The Automated Clearing House System is Fighting for its Life
Before many smartphone-based mobile payments systems, long before bitcoin, and just a couple decades after the first appearance of a credit card, the Automated Clearing House (ACH) system offered a means to allow businesses to directly deposit workers’ paychecks in banks, essentially working as a mobile payment system of sorts from businesses to individual employees.
This long-standing system, however, is coming under fire from more advanced technologies, and is currently in the fight of its life, and potentially for its life.
The ACH system has been operating since 1974, making it not only older than me, but also many of my readers.

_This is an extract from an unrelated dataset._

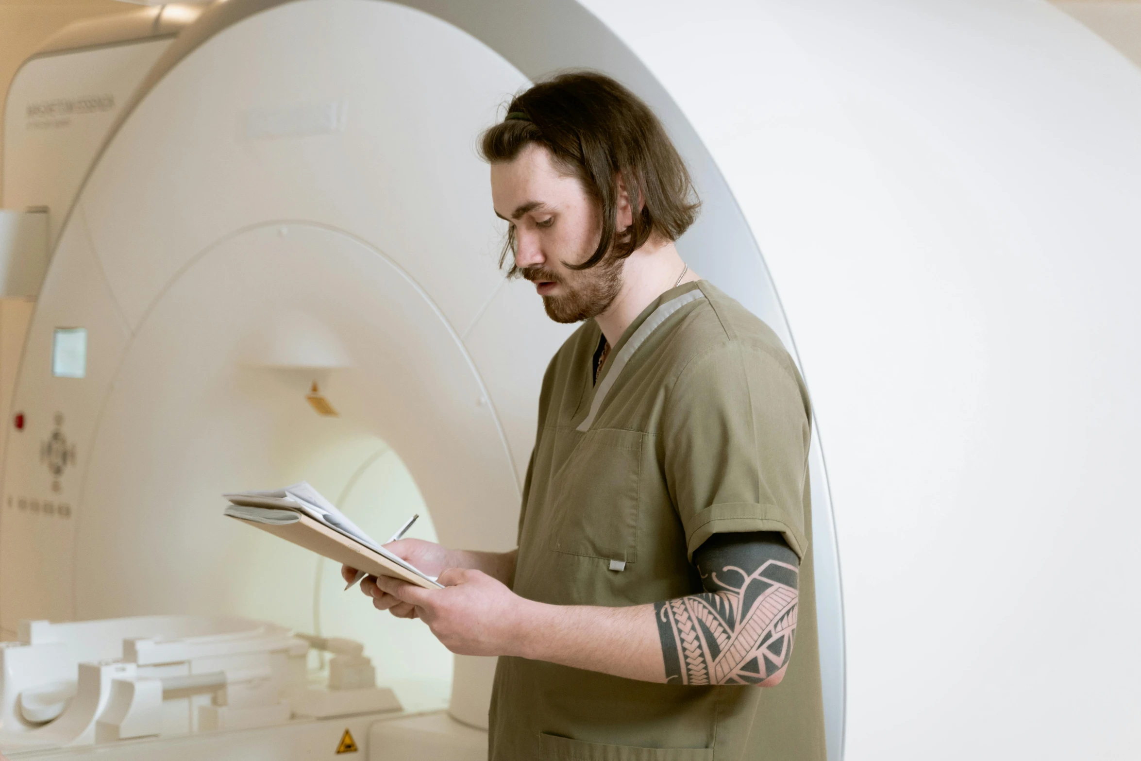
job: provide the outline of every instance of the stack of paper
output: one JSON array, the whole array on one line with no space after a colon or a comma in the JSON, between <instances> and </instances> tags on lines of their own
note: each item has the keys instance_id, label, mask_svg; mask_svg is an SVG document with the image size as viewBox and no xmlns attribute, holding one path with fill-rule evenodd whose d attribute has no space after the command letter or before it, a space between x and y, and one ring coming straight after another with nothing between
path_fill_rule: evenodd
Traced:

Conceived as a way to turn paper checks into electronic impulses to transfer to banks—almost like a fax machine for payroll functions—it was highly advanced for its time.
Like so many others, however, it fell apart somewhat against more modern methods, and its multi-day lag between payment and settlement makes it aggravating for business users, and an outright impossibility for retail use.
The good news here is that ACH has seen that it’s on the block, at least somewhat, and has stepped up its offerings to bring out “same-day ACH,” which, as the name implies, can move a lot faster than the original.
It’s geared primarily to business-to-business users, but there will be a retail version on hand for business-to-consumer users with ACH Debit later on.
The bad news is that there are already other options out there to face down ACH in any form, as prepaid cards and mobile payment tools are demonstrating great capability and security.
Thus we’re left with something of a problem; other technologies are rapidly eating ACH’s lunch, and ACH is going to have something of a tough proposition on its hands, trying to convince users of its value in a market with a lot of changing technology breeds on hand.
While ACH has certainly been a market powerhouse for decades, it’s facing a much less hospitable business climate than it’s ever seen before.
ACH is going to have its work cut out for it to stay in its current market position. There’s too much working against it and not much in its favor right now, but if it can work against its technological handicap, it may be able to use its name recognition to hold its position.